Cecile suspiró al abrazarlo. Marcel quiso desaparecer, pero Philippe lo llamó.
—
Mon fils
, espérame en el jardín. —Ya había mandado a Felix a los establos a preparar su carruaje.
—Monsieur —comenzó Cecile con suavidad— ¿cuándo cree que debería marcharse? ¿Cuando cumpla los dieciocho? ¿Es entonces cuando tienen que entrar en la universidad?
—Todavía falta mucho —dijo él—. Toma. —Sacó un fajo de billetes cogido con un sujetapapeles de oro—. Que vaya al teatro si quiere. Van a representar a Shakespeare. Que aprenda inglés también, ¿Les está enseñando inglés ese Christophe? Todos tendremos que aprenderlo más pronto o más tarde. ¿Les enseña Christophe algo práctico?

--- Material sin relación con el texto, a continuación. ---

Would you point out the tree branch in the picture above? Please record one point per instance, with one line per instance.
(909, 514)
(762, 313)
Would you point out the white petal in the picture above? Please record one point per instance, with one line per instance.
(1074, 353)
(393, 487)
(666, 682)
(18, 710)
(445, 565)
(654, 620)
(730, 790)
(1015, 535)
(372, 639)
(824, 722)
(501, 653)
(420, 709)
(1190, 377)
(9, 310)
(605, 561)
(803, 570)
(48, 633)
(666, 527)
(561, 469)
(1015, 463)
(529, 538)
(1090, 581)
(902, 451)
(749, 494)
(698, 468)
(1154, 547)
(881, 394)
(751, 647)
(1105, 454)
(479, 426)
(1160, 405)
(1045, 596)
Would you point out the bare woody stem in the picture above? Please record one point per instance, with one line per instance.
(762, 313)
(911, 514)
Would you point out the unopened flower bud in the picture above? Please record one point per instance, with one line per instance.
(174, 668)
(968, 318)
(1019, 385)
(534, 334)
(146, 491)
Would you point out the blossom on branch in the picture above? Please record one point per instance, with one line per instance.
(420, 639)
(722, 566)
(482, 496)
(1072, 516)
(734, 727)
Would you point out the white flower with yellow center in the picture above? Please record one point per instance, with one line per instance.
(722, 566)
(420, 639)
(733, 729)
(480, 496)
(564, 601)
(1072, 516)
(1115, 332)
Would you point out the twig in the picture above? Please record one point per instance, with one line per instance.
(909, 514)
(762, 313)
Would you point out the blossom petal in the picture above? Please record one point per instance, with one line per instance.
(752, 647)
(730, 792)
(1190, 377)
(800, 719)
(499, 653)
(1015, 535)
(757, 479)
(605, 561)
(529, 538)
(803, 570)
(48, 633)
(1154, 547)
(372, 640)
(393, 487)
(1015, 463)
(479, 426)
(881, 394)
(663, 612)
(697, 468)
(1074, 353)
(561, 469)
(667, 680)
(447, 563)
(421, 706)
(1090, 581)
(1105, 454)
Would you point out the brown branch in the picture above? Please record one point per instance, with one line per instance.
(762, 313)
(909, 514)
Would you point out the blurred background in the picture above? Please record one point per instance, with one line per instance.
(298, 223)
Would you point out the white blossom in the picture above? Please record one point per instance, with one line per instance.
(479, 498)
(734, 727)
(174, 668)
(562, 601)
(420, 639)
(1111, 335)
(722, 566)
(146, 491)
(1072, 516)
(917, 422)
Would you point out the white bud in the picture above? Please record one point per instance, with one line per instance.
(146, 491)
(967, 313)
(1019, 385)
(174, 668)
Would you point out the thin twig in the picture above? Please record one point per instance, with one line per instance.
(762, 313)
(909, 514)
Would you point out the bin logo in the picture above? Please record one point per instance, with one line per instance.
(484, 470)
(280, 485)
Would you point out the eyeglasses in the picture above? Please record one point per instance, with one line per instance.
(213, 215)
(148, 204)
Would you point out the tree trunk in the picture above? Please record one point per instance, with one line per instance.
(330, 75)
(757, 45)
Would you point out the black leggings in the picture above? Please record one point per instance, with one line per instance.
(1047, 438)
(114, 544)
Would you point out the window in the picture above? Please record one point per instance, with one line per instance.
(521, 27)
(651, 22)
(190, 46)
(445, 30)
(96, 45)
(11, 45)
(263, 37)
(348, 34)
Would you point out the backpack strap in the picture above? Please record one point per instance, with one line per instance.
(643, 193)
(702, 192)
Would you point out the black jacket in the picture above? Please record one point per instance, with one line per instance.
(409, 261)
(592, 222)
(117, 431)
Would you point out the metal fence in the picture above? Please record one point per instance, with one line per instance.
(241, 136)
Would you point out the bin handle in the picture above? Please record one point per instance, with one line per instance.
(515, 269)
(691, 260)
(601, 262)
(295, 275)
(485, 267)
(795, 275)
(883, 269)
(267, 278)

«Bueno, es el momento», pensaba Marcel cuando por fin se encontraron en el camino de acceso a la casa. Había dejado de llover. Los plátanos estaban limpios y relucientes y el aire no era tan frío bajo el sol del mediodía.
—Esa chica —dijo monsieur Philippe mirando con cautela a ambos lados de la estrecha calle—. ¿Qué hacía esta mañana en tu habitación, me lo quieres explicar?
Sus ojos azules, inyectados en sangre después de la borrachera de la noche, irradiaban un frío sobrecogedor. Rara vez había adoptado ese tono con Marcel, que se sintió humillado.
—Ella y yo somos como hermanos, monsieur. Jugábamos juntos de pequeños, vive justo al final de la calle…
—Ya sé dónde vive —le interrumpió monsieur Philippe con tono inexpresivo pero cargado de intención—. Estás muy mimado —añadió esbozando una ligera sonrisa, aunque sólo con los labios—. Eso es lo que pasa. Te han mimado desde el día que naciste. ¿Alguna vez has deseado algo que no tuvieras? —preguntó alzando la cabeza en un gesto fugaz.
—No, monsieur —murmuró Marcel.
—No eres más que un niño, no sabes nada de la vida —dijo, dándole un desenfadado puñetazo en el hombro. Marcel sintió un curioso escalofrío—. Esa chica es demasiado mayor para ti. ¡Ya es una jovencita! No quiero enterarme de que ha vuelto a estar aquí.